Say what you will about Fremont (ahem, Mike 1 and Mike 2), but I really like my neighborhood. I like that I live a short walk away from grocery stores, parks, bars and restaurants, and the exact right bus stops. I like that some of my neighbors keep chickens. I like that it feels like an actual neighborhood instead of a conglomeration of apartments and condo buildings, and because of that, we still have parking and yards. I really like that my neighborhood is able to support a video store, the kind that has an “English Accents” section and a staff that successfully walks the scary nerdy/fun nerdy line.
While walking home from the bus stop on Sunday, I noticed that the video store had World War Z in stock. Mike 2 told me it was terrible and for the reasons he provided I believe him, but I still kiiiiind of wanted to see it so I rented it, along with almost all of American Horror Story: Asylum.
I started watching American Horror Story: Murder House in the middle of its season. We had regular cable in St. Louis then, so I caught up using OnDemand and kept with it even when I’d already figured out what was going on (spoiler: everyone is dead). I kept watching because it was good. It was genuinely spooky at times, perfectly tense at others, and I couldn’t believe it was created by the same bastards who brought Glee into the world. I really enjoyed it, and I was frustrated when the second season (Asylum) still hadn’t been added to Netflix.
So I rented it, and I’ve spent the past two nights watching it, and boy, is it a pile of shit.
First of all, how many people wrote this season? A million? Has to be a million. And all of them have threatened to file sexual harassment lawsuits if their ideas didn’t get into the show, because there’s no other explanation for the multitude of plots, hardly any of which intersect in any significant way.

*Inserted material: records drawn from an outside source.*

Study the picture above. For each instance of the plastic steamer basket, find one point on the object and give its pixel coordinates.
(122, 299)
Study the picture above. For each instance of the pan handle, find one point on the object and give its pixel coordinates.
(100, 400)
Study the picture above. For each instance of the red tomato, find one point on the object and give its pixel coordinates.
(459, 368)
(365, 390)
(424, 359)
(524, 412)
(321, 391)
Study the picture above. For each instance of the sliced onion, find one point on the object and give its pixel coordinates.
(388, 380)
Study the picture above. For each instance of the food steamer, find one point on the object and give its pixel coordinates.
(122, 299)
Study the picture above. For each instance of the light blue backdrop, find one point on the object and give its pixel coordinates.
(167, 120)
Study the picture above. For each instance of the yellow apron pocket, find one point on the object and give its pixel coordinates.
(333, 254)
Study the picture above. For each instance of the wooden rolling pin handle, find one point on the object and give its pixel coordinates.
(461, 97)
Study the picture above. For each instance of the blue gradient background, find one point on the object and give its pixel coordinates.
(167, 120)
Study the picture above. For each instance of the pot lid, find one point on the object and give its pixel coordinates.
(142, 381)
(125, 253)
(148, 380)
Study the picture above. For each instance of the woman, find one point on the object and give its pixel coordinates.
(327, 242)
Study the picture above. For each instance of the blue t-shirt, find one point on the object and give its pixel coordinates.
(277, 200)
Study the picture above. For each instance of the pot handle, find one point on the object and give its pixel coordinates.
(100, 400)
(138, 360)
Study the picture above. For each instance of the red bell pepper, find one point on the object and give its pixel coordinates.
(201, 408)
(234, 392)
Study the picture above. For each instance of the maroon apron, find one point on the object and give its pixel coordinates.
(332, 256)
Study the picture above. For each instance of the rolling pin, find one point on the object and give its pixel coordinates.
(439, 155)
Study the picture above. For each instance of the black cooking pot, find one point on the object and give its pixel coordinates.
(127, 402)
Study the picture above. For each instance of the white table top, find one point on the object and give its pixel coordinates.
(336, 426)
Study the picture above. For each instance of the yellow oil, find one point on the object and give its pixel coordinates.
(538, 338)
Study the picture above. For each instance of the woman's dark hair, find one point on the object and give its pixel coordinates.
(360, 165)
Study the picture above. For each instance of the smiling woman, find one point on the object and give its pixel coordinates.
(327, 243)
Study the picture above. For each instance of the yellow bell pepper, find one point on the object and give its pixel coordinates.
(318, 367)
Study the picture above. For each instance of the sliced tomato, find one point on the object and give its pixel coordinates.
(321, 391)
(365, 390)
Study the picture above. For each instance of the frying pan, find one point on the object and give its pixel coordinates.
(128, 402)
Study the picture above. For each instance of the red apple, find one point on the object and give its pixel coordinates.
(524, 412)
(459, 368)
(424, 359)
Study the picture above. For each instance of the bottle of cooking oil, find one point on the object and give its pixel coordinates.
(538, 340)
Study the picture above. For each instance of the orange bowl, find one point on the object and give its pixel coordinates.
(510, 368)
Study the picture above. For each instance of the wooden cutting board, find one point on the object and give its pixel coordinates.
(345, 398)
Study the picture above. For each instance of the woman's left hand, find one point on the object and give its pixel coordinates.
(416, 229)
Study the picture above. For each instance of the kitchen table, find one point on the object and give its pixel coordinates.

Another spoiler: There’s a mental hospital. There’s a psycho killer. There are aliens. There’s demonic possession. There are Catholics, mutants, a former Nazi doctor, sex criminals, possibly reincarnation (?), and of course Dylan McDermott being super pervy again, which I wouldn’t really mind except he has a rat tail. For no goddamn reason.
For chrissakes, writers, pick a plot and stick with it. Bend that plot here and there to throw us off the scent, but don’t create this big mess that has yet to serve any one purpose and there’s only two episodes left and based on my experience so far, I doubt you’ll be able to tie any of these stories together in time. The first season was good because there was a discipline to the story. This one feels like a free-for-all, and probably you’re all drunk, too.
Second, was Asylum shot in 3D? No? Then how else do you explain the wonkily amateur-looking camera angles and the Instagrammy filter shots, and why else is perception such an issue? Is this art? Is it supposed to convey the mental illness portrayed onscreen? Is that offensive? Why would you employ a device that serves no actual purpose other than to let somebody’s nephew play around with the zoom feature?
Third, and sorry to keep picking on the (piss poor excuses for) writers, but the dialogue in Asylum sounds like it was written by 13-Year-Old Me, the one who hid in her room and had hardly any real conversations with any real people and still thought the most compelling subject matter was kissing and cancer. Like, really? Why did you choose those words? Did you confuse gravitas with gravity, and just kind of shrugged and let everything clunk to the ground? WHY DO YOU HAVE JOBS.
Fourth, okay, Jessica Lange is the shit. She just is. I’m sorry Beyonce, but Jessica Lange is the queen still and you will have to bow down to her. If she didn’t win anything for that scene where she’s telling the story about the dead squirrel, then everyone in the world in an idiot and I feel sorry for them.
Aside from that last point, Asylum is so disappointing in every way except now I can pretty much see how the same people who made Glee are responsible.